Pope Leo XIV has visited Istanbul’s Blue Mosque at the start of an intense day of meetings and liturgies with Turkey’s religious leaders and a Mass for the country’s tiny Catholic community.
The head of Turkey’s Diyanet religious affairs directorate showed Leo the soaring tiled dome of the mosque and the Arabic inscriptions on its columns, as Leo nodded in understanding.
Speaking to reporters after the visit, the imam of the mosque, Asgin Tunca, said he had told the Pope that the mosque was “Allah’s house”.
“It’s not my house, not your house, (it’s the) house of Allah,” he said. He said he told Leo: “’If you want, you can worship here’, I said. But he said, ‘That’s OK’.”
He added: “He wanted to see the mosque, wanted to feel (the) atmosphere of the mosque, I think. And was very pleased.”

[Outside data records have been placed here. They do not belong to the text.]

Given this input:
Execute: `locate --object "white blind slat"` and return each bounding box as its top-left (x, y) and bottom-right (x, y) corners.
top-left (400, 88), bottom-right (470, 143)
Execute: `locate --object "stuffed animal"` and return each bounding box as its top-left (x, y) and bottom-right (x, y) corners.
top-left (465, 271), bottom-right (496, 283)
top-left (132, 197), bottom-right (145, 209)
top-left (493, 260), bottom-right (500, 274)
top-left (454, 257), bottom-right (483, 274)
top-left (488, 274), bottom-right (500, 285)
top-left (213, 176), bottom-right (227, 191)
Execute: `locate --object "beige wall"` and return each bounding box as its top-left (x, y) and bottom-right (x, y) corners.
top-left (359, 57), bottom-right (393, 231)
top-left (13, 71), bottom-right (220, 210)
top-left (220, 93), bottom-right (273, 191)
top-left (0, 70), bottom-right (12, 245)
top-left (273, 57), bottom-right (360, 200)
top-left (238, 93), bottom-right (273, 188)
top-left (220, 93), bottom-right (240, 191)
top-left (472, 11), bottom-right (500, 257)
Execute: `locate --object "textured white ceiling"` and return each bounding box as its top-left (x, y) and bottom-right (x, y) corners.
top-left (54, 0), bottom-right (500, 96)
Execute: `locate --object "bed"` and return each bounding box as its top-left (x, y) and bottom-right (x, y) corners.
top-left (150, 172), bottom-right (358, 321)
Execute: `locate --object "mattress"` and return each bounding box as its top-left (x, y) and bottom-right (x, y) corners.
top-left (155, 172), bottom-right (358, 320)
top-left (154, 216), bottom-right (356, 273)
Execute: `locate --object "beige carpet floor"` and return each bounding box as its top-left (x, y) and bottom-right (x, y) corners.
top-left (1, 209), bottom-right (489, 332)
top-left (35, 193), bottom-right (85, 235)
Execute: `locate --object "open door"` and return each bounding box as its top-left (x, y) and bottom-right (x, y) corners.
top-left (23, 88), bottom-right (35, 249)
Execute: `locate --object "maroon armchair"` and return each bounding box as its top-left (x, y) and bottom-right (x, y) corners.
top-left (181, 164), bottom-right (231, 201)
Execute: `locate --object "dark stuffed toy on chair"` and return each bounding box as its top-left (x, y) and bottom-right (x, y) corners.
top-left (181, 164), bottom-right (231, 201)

Later, Vatican spokesman Matteo Bruni said: “The Pope experienced his visit to the mosque in silence, in a spirit of contemplation and listening, with deep respect for the place and the faith of those who gather there in prayer.”

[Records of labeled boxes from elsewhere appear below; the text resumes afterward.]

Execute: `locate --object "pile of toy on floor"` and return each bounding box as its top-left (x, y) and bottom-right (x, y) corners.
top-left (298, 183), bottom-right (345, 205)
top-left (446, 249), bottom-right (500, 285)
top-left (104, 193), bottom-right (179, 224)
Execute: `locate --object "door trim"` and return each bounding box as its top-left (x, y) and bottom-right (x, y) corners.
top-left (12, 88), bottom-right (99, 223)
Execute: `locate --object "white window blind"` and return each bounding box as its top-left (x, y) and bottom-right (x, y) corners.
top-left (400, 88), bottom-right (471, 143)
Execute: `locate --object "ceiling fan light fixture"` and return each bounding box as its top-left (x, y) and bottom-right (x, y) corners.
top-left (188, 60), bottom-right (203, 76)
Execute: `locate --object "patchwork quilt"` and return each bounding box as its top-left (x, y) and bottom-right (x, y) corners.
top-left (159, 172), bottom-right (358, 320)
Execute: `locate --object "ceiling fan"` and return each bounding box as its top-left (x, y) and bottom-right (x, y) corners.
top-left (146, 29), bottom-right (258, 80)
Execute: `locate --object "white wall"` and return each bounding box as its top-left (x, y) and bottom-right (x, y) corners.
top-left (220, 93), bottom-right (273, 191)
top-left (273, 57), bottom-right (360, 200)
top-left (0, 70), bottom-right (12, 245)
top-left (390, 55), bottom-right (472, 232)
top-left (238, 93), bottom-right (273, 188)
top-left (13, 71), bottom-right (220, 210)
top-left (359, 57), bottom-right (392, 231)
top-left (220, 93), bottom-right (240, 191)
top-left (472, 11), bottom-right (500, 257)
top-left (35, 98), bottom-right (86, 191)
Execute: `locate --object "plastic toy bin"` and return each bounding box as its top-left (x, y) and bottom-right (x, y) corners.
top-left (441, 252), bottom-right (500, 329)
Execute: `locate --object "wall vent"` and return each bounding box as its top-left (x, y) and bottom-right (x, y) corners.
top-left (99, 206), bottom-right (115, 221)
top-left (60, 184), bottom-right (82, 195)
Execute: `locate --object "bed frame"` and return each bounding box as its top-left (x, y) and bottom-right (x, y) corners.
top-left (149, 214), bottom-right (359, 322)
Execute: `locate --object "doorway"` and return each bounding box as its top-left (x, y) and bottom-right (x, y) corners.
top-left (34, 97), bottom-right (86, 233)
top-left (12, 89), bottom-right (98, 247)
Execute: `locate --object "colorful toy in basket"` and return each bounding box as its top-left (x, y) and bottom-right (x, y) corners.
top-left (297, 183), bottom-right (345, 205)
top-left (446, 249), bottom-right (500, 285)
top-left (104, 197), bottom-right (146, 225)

Leo was following in the footsteps of his recent predecessors, who all made high-profile visits to the Sultan Ahmed Mosque, as it is officially known, in a gesture of respect to Turkey’s Muslim majority. Leo removed his shoes and walked through the carpeted mosque in his white socks.
Past popes have also visited the nearby Hagia Sophia landmark, once one of the most important historic cathedrals in Christianity and a United Nations-designated world heritage site.

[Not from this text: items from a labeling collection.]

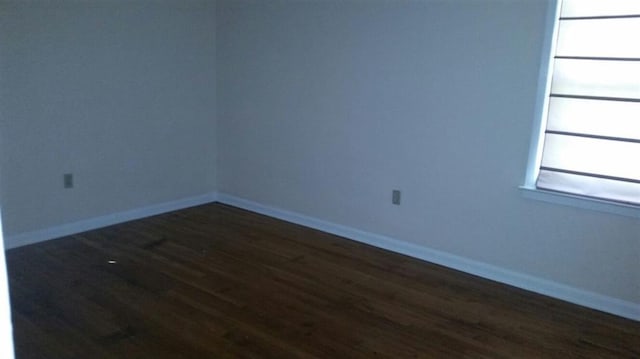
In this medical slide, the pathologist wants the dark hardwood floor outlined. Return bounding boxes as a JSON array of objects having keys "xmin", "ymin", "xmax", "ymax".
[{"xmin": 7, "ymin": 204, "xmax": 640, "ymax": 359}]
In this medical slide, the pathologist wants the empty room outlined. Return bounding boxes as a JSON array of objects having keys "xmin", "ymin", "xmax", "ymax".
[{"xmin": 0, "ymin": 0, "xmax": 640, "ymax": 359}]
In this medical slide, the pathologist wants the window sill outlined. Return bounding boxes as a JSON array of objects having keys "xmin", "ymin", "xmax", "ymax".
[{"xmin": 520, "ymin": 186, "xmax": 640, "ymax": 218}]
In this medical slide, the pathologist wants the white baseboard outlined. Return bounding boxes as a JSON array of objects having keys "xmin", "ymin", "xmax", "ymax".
[
  {"xmin": 4, "ymin": 192, "xmax": 218, "ymax": 249},
  {"xmin": 218, "ymin": 193, "xmax": 640, "ymax": 321}
]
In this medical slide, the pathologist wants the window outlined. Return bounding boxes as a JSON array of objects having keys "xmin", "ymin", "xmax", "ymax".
[{"xmin": 534, "ymin": 0, "xmax": 640, "ymax": 205}]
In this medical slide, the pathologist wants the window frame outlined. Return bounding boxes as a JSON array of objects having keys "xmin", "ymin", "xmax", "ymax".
[{"xmin": 519, "ymin": 0, "xmax": 640, "ymax": 218}]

But Leo left that visit off his itinerary on his first trip as Pope. In July 2020, Turkey converted Hagia Sophia from a museum back into a mosque, a move that drew widespread international criticism, including from the Vatican.
After the mosque visit, Leo held a private meeting with Turkey’s Christian leaders at the Syriac Orthodox Church of Mor Ephrem. In the afternoon, he was expected to pray with the spiritual leader of the world’s Orthodox Christians, Patriarch Bartholomew, at the patriarchal church of Saint George.
He will end the day with a Catholic Mass in Istanbul’s Volkswagen Arena for the country’s Catholic community, who number 33,000 in a country of more than 85 million people, most of whom are Sunni Muslim.
Leo had prayed with these Christian leaders on Friday in Iznik, at the site of the AD 325 Council of Nicaea, the highlight of his trip.
The occasion was to mark the 1,700th anniversary of the council, the unprecedented meeting of bishops that produced the creed, or statement of faith, that is still recited by millions of Christians today.
Standing over the ruins of the site, the men recited the creed. Leo urged them “to overcome the scandal of the divisions that unfortunately still exist and to nurture the desire for unity”.
Such unity, he said, was of particular importance at a time “marked by many tragic signs, in which people are subjected to countless threats to their very dignity”.
The Nicaea gathering took place at a time when the eastern and western churches were still united.
They split in the Great Schism of 1054, a divide precipitated largely by disagreements over the primacy of the pope, and then in other splintering divisions.